Je veux que mes plaisirs m’inspirent des vertus ;
J’entendrai Cornélie, Alvarès & Burrhus ;
L’ame dans ces héros se choisit des modeles,
Et s’essaye avec eux à des vertus nouvelles ;
Là, tous nos sentiments sont purs & généreux,
Là, mon cœur attendri s’attache aux malheureux :
Je voudrois m’élancer au secours de Zopire.
Que j’ai versé de pleurs sur la mort de Zaïre !
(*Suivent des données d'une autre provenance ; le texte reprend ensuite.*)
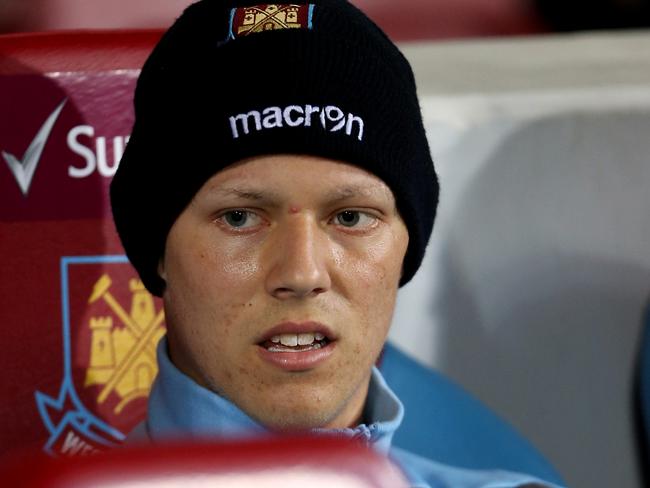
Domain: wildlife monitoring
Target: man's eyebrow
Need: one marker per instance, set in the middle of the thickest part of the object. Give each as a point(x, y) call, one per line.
point(346, 192)
point(245, 193)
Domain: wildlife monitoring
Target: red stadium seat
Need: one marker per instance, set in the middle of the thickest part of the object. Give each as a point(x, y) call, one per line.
point(78, 328)
point(290, 463)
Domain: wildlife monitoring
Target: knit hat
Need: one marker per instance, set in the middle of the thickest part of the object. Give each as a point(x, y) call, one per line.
point(234, 79)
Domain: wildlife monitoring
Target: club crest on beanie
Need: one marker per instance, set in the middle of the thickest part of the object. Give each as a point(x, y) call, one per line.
point(236, 79)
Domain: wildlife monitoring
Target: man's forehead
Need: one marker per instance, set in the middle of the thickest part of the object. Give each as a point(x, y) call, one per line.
point(274, 177)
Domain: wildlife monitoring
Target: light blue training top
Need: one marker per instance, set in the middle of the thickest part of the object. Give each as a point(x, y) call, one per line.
point(180, 408)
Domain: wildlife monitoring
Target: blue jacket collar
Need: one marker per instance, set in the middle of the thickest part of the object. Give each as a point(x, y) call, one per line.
point(179, 407)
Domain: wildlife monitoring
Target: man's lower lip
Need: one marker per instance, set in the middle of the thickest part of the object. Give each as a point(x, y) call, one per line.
point(297, 361)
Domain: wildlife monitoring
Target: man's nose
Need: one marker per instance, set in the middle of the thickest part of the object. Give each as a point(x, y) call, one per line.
point(300, 255)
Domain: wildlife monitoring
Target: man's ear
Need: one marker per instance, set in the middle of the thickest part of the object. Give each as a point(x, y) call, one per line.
point(161, 268)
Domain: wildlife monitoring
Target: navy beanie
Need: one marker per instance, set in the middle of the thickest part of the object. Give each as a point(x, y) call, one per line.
point(235, 79)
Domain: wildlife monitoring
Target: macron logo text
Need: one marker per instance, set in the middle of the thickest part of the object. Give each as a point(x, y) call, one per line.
point(330, 118)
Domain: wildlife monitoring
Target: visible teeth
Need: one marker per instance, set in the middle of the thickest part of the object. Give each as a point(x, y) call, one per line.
point(289, 339)
point(305, 339)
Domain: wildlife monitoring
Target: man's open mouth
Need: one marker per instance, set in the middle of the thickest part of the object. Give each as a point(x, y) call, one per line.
point(307, 341)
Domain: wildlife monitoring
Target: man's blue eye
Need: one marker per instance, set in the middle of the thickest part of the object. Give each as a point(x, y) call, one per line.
point(236, 218)
point(348, 218)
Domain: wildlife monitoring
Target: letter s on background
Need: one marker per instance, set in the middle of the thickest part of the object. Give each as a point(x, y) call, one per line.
point(83, 151)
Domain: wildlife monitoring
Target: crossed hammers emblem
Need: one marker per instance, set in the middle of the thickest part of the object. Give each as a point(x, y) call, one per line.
point(143, 335)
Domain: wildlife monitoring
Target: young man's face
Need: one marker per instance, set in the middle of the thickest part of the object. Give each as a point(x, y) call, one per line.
point(277, 250)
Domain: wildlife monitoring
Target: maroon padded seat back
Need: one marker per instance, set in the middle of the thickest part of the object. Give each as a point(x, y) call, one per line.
point(78, 330)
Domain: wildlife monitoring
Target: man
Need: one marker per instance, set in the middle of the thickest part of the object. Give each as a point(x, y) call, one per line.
point(291, 192)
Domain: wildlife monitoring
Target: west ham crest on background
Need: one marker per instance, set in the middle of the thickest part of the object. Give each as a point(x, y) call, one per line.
point(111, 326)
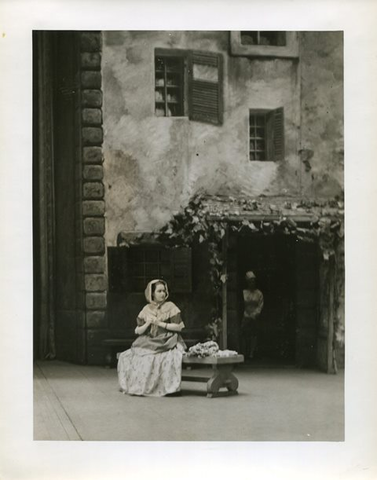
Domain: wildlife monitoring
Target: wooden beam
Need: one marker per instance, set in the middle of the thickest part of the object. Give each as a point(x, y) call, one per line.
point(224, 295)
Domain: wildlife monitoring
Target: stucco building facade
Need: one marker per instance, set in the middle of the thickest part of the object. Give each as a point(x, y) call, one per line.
point(143, 123)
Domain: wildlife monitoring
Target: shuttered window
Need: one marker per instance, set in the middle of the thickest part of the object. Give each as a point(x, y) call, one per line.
point(206, 87)
point(189, 83)
point(131, 268)
point(266, 135)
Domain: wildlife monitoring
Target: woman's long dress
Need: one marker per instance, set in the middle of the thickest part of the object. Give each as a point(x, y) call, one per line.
point(153, 364)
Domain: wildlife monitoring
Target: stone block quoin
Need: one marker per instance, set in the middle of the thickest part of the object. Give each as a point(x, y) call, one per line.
point(93, 205)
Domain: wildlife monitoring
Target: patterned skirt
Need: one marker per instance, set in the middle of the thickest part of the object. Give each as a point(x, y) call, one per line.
point(142, 371)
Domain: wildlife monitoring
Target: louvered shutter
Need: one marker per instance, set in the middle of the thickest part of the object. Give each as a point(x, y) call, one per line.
point(278, 134)
point(180, 280)
point(205, 87)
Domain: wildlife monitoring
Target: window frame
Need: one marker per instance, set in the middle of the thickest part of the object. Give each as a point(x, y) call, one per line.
point(183, 56)
point(274, 139)
point(290, 50)
point(202, 98)
point(177, 263)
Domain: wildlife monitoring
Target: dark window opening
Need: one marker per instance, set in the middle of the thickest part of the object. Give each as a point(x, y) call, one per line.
point(130, 269)
point(266, 135)
point(277, 39)
point(169, 86)
point(189, 83)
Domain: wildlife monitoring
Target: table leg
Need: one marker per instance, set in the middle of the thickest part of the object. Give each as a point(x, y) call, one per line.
point(222, 377)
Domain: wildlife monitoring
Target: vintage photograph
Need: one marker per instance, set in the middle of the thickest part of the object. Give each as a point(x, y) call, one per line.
point(188, 235)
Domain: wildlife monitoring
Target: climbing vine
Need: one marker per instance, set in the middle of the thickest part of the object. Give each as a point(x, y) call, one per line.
point(204, 220)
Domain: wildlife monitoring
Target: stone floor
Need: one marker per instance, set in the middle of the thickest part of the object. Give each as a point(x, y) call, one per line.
point(74, 402)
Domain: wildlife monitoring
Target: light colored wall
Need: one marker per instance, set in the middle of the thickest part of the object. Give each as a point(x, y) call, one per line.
point(153, 165)
point(322, 144)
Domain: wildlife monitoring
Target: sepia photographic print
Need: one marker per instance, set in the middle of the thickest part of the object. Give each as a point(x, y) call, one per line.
point(187, 240)
point(188, 227)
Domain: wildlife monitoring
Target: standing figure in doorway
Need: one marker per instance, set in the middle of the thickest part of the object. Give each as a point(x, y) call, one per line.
point(153, 364)
point(253, 305)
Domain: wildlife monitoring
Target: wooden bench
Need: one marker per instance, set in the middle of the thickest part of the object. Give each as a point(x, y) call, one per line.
point(222, 373)
point(115, 345)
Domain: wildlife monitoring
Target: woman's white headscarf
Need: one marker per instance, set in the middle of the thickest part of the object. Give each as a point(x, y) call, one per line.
point(148, 291)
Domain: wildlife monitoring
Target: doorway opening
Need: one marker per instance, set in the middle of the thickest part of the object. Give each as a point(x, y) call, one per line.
point(272, 259)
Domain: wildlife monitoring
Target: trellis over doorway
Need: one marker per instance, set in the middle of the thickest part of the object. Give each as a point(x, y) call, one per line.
point(313, 234)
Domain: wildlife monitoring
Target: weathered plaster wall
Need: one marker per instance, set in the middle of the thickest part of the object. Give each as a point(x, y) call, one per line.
point(153, 165)
point(321, 64)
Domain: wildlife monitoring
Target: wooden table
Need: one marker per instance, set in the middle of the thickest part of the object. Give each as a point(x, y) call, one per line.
point(222, 376)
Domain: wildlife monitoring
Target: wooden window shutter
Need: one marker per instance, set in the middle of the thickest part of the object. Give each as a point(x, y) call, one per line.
point(206, 87)
point(180, 280)
point(278, 129)
point(275, 135)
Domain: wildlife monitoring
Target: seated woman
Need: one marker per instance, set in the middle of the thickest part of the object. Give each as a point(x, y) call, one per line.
point(153, 364)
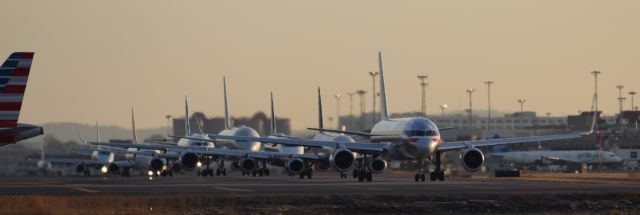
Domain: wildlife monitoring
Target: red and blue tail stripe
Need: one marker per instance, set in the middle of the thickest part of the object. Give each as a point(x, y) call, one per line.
point(14, 73)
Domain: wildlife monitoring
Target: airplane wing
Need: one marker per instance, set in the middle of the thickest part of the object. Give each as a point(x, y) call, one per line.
point(202, 150)
point(73, 161)
point(358, 147)
point(448, 146)
point(559, 160)
point(357, 133)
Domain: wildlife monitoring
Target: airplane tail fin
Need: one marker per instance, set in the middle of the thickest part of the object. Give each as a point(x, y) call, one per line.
point(14, 73)
point(227, 123)
point(320, 121)
point(383, 94)
point(97, 131)
point(187, 126)
point(273, 118)
point(42, 151)
point(133, 127)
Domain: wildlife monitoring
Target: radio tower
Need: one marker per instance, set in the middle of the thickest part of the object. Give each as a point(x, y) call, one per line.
point(621, 101)
point(423, 84)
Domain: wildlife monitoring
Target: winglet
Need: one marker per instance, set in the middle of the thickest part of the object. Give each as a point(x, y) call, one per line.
point(227, 123)
point(273, 118)
point(133, 127)
point(383, 94)
point(320, 121)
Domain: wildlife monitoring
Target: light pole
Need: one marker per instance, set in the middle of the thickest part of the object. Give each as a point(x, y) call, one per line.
point(521, 101)
point(470, 110)
point(595, 98)
point(168, 124)
point(361, 93)
point(373, 77)
point(337, 96)
point(632, 94)
point(351, 108)
point(489, 83)
point(423, 84)
point(443, 107)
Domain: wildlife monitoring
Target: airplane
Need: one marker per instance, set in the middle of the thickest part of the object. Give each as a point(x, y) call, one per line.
point(404, 139)
point(547, 157)
point(197, 150)
point(14, 74)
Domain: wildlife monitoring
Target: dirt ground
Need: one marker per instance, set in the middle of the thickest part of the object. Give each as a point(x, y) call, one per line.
point(579, 203)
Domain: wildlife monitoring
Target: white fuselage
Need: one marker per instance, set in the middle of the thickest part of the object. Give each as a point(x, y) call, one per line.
point(243, 131)
point(548, 157)
point(404, 133)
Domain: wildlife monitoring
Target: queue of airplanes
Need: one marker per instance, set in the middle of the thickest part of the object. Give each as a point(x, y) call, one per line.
point(240, 147)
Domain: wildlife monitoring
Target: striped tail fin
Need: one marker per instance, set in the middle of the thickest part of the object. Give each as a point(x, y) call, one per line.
point(13, 82)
Mais ces pleurs étoient doux ; le plaisir d’admirer
Autant que la pitié me forçoit à pleurer.
O spectacles divins ! écoles respectables
Du véritable honneur, des vertus véritables !
Théâtre, où pour instruire & les grands & les rois,
L’auguste vérité fait entendre sa voix,
Pourrai-je vous quitter pour les jeux de Thalie ?
Oui, d’aimables censeurs de l’humaine folie
Vont sur une autre scene amuser mon loisir,
Et déguiser encor leurs leçons en plaisir ;
Ils nous ont délivrés des gothiques usages,
Des antiques travers, du vernis des vieux âges,
Ils corrigent en nous ces défauts, ces erreurs,
Qui pourroient altérer les charmes de nos mœurs.